Love as Invasive Species


Retaining wall covered by vines

Image via Wikipedia

We have a hundred year old house, an old fashioned bungalow with four bedrooms and slanted roofline. With a hundred years of trees and various plants growing in the yard. We have a persistent stretch of bittersweet, its orange fruits dotting bare winter branches, along the fence marking the property line between our yard and our neighbors. Recently we replaced the fence. I paid for most of it, and my neighbor did most of the labor. He and I did our best to uproot and maim the bittersweet but it has grown back.

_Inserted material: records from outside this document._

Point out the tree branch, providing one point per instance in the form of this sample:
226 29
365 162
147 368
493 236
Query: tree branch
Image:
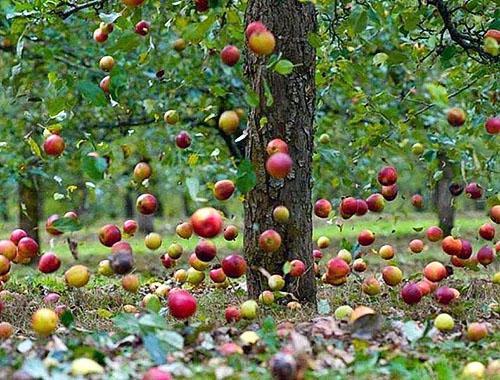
470 42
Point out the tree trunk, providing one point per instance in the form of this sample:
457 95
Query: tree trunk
29 206
290 118
129 204
444 198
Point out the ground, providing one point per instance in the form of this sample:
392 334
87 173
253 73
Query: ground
399 342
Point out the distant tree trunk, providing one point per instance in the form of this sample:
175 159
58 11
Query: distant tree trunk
30 209
443 197
146 223
290 117
129 204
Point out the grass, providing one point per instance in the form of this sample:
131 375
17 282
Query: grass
389 353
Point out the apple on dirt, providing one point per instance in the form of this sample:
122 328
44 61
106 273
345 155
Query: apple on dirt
181 304
224 189
206 222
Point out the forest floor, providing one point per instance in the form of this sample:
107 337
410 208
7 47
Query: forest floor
397 342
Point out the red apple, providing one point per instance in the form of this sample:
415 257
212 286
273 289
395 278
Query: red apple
230 232
206 222
473 190
359 265
184 230
230 55
8 249
205 250
366 237
416 246
411 293
456 117
54 145
27 248
232 314
276 146
390 192
217 275
142 27
492 125
494 214
269 241
4 265
444 295
375 202
322 208
338 268
100 35
254 26
17 235
181 304
234 266
387 176
167 261
451 246
361 207
297 268
348 207
142 171
435 271
109 235
466 250
183 140
279 165
146 204
223 189
434 233
392 275
485 255
121 246
487 231
130 227
49 262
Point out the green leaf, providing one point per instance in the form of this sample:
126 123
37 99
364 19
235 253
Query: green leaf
246 178
197 31
92 92
35 149
314 40
252 98
193 185
94 167
438 93
126 322
379 59
284 67
128 41
109 18
67 224
324 307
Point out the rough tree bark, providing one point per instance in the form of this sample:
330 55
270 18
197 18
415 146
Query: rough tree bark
290 117
29 206
443 197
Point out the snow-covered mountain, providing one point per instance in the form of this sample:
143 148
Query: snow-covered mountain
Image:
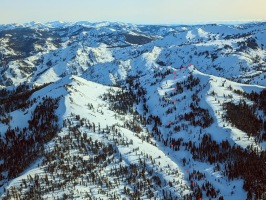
123 111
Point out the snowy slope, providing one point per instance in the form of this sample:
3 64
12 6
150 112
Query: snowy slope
138 111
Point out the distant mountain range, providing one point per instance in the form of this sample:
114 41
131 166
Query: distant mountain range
124 111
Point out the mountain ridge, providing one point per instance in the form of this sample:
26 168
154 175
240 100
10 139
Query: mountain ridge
132 112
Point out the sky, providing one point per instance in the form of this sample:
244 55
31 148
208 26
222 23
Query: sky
133 11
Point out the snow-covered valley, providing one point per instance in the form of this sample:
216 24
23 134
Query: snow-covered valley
123 111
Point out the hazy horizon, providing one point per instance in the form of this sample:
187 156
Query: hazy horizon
136 12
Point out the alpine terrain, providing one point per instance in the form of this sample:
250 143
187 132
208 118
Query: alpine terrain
123 111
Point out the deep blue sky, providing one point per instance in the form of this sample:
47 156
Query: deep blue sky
133 11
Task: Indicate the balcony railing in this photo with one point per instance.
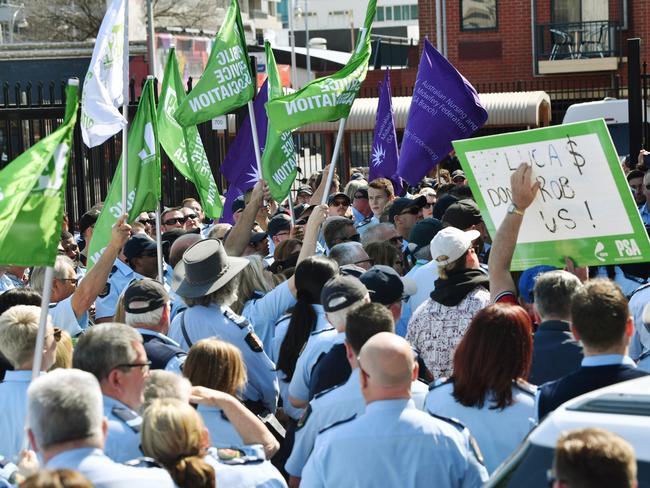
(577, 41)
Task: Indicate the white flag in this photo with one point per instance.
(104, 83)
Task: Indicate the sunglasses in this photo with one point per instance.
(174, 221)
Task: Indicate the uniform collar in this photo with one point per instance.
(607, 360)
(390, 405)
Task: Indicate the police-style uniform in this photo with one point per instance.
(106, 473)
(63, 316)
(199, 322)
(123, 436)
(498, 432)
(331, 406)
(403, 445)
(222, 432)
(120, 277)
(263, 310)
(244, 467)
(13, 405)
(163, 352)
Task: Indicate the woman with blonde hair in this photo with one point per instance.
(174, 435)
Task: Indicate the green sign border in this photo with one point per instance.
(582, 251)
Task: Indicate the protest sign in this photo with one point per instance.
(584, 208)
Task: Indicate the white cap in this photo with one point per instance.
(450, 244)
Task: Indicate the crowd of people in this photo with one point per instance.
(376, 340)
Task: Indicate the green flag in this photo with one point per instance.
(279, 157)
(32, 191)
(329, 98)
(227, 82)
(183, 145)
(143, 178)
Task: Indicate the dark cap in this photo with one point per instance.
(305, 189)
(402, 203)
(423, 231)
(462, 214)
(341, 292)
(334, 196)
(279, 223)
(144, 295)
(88, 220)
(139, 245)
(385, 285)
(238, 204)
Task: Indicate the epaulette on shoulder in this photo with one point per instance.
(440, 382)
(340, 422)
(238, 320)
(143, 462)
(316, 332)
(526, 387)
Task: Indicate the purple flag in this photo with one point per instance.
(239, 166)
(383, 162)
(444, 107)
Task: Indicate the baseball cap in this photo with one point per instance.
(422, 233)
(144, 295)
(450, 244)
(139, 245)
(385, 285)
(462, 214)
(341, 292)
(402, 203)
(279, 223)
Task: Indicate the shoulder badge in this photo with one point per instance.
(238, 320)
(304, 417)
(254, 342)
(143, 462)
(344, 421)
(105, 291)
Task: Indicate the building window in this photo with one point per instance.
(478, 14)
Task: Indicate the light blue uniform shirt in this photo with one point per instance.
(262, 312)
(280, 333)
(393, 444)
(13, 405)
(202, 322)
(222, 432)
(498, 432)
(331, 406)
(123, 436)
(120, 277)
(249, 470)
(103, 472)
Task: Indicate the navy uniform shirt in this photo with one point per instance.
(394, 444)
(103, 472)
(202, 322)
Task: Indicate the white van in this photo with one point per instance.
(615, 113)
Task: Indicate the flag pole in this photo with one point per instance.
(335, 157)
(125, 108)
(159, 244)
(40, 336)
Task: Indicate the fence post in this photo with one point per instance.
(634, 95)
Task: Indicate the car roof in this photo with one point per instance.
(623, 408)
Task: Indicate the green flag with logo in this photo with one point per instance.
(183, 145)
(329, 98)
(32, 195)
(279, 157)
(143, 178)
(227, 82)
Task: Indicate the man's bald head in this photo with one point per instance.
(180, 246)
(388, 362)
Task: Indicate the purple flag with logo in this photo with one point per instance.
(239, 166)
(383, 162)
(444, 107)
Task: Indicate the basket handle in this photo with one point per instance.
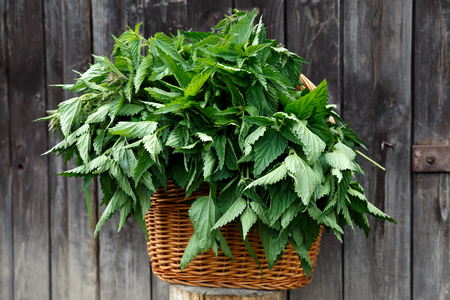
(310, 86)
(307, 83)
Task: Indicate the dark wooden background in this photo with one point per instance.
(388, 68)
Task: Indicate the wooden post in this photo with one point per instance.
(184, 292)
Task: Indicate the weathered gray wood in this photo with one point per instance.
(6, 240)
(431, 226)
(272, 12)
(202, 15)
(74, 251)
(124, 263)
(113, 17)
(377, 100)
(185, 292)
(165, 16)
(313, 32)
(28, 140)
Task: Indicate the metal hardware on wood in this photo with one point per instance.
(431, 158)
(387, 144)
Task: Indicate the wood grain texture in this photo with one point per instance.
(6, 238)
(377, 93)
(272, 12)
(165, 16)
(113, 17)
(431, 226)
(124, 263)
(202, 15)
(313, 32)
(74, 250)
(185, 292)
(28, 140)
(327, 273)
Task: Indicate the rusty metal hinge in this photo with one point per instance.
(431, 158)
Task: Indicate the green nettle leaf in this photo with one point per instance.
(313, 146)
(252, 138)
(122, 180)
(314, 102)
(289, 215)
(100, 115)
(273, 243)
(190, 252)
(135, 47)
(162, 94)
(282, 196)
(181, 76)
(142, 71)
(118, 200)
(84, 146)
(204, 137)
(305, 180)
(129, 162)
(219, 144)
(98, 142)
(268, 148)
(248, 218)
(218, 108)
(243, 29)
(273, 177)
(209, 162)
(153, 145)
(130, 109)
(69, 111)
(203, 214)
(134, 129)
(232, 213)
(197, 83)
(338, 160)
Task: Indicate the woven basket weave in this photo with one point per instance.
(170, 229)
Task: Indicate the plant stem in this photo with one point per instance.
(213, 192)
(370, 160)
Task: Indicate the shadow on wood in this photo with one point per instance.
(184, 292)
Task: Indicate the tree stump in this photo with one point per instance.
(184, 292)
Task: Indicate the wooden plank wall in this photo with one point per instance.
(387, 66)
(431, 221)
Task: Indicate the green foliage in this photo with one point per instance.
(222, 108)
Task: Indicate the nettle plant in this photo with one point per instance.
(220, 108)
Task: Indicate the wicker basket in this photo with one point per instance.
(170, 229)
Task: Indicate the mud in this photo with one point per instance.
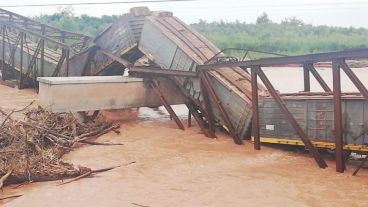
(184, 168)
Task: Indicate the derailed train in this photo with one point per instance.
(165, 42)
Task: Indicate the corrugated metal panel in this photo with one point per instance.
(315, 116)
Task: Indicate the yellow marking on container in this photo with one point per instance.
(325, 145)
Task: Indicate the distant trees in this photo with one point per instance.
(292, 36)
(65, 19)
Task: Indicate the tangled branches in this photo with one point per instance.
(32, 148)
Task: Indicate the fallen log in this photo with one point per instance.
(94, 171)
(99, 143)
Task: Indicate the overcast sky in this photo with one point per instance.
(318, 12)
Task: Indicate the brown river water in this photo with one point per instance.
(184, 168)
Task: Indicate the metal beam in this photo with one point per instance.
(318, 77)
(299, 130)
(340, 166)
(35, 34)
(301, 59)
(362, 89)
(172, 113)
(4, 70)
(211, 91)
(207, 103)
(162, 72)
(255, 114)
(306, 78)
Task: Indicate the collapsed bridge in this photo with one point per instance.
(179, 66)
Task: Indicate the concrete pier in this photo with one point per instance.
(88, 93)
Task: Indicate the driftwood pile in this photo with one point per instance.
(31, 148)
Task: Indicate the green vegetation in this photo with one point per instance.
(291, 36)
(65, 19)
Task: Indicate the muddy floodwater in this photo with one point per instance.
(184, 168)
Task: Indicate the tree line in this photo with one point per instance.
(291, 37)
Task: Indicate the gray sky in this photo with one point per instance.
(318, 12)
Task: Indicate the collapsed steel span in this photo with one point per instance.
(182, 67)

After five years, two rose bushes appeared in my front yard sporting dark red blooms. One sprouting up from the southeast corner of the house, another from underneath an evergreen tree which is probably fifteen years old; the rose bush clearly outdates it. It is as if these roses have sprung back to life, perhaps planted by the original owner of the house, Clara Covey, who owned the house until her death in the 1940’s.

However, we also have another unnamed weed so pernicious that I call it invasive. It grows out from under the house in profusion from the north side in back by the garage and in the south side out front, where I am trying to grow rosa rugosa and hollyhocks. This weed has thick, long twisty vines which split like tree forks and keep spreading. It is impossible to pull up or dig out. A good friend of mine is an avid gardener and she has no idea what this vine is, and has never seen anything like it.

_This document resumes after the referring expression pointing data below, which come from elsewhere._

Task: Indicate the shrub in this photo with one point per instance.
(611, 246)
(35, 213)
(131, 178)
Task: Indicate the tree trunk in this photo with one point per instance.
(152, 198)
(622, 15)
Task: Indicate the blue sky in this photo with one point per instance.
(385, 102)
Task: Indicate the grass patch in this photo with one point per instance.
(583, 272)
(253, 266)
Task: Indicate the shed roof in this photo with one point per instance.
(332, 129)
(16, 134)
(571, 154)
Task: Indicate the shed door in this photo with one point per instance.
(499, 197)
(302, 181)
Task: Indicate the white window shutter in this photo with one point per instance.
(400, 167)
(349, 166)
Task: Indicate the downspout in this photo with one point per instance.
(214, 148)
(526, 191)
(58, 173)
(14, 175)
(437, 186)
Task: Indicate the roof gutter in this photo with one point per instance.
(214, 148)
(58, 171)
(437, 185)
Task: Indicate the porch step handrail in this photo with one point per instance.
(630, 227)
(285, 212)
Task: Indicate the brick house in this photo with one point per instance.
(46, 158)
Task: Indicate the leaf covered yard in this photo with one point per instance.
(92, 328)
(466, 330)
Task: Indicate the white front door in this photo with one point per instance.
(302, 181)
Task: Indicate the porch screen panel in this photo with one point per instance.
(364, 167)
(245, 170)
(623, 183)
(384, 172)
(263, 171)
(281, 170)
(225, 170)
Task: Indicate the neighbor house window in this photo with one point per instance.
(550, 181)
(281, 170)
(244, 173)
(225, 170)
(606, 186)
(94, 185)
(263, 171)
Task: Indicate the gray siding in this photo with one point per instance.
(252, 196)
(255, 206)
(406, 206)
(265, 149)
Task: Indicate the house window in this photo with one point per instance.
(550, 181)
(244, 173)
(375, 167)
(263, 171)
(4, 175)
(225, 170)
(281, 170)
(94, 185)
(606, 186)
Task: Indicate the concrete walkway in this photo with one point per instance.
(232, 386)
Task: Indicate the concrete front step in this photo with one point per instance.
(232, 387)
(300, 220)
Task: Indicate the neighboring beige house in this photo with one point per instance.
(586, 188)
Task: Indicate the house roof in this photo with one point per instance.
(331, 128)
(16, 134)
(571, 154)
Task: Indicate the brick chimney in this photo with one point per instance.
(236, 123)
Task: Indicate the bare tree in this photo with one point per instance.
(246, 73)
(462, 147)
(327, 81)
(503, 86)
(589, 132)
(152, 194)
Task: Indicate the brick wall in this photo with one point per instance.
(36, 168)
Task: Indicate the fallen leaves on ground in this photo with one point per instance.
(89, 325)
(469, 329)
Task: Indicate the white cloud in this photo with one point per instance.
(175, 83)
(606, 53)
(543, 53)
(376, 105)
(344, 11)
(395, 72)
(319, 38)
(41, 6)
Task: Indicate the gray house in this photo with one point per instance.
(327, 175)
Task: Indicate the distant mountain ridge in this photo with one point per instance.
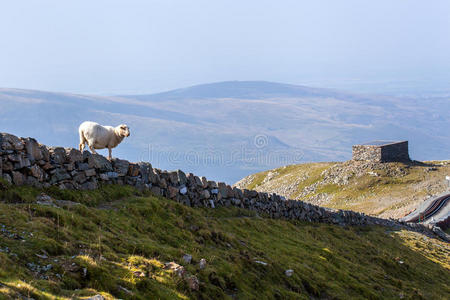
(239, 89)
(228, 130)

It sprouts literally from out of the cement foundation of the house, as if the heart of this beastly vine dwells directly beneath the center of my house. It creeps out and upward and once climbed up the back of the house on the north wall, up the bathroom window to creep into a crack in the glass straight into the house. My son put a stop to that with a weed wacker one afternoon. Weed whack it all you like, it keeps growing back.

My love for this man equals this vine’s persistence. It lay dormant in my heart for 18 years, and once awakened, spread forth through my house of self, wrapping itself around me, climbing into my windows and chinks in my walls, reaching down my chimney, down my throat, wrapping around my furnace, hot water heater and heart. Like the invasive Asian carp in the Mississippi River, it has invaded all my tributaries until it has navigated into every cell of my being. Every single one of my cell sis flooded with this love, because when I found it again, I threw my doors open to it and invited it in. It felt safe, I felt protected. In his arms, I was whole once again. The half of me which had been empty without him was filled, and so the vines of love filled me and I was happy, was glad to let them in.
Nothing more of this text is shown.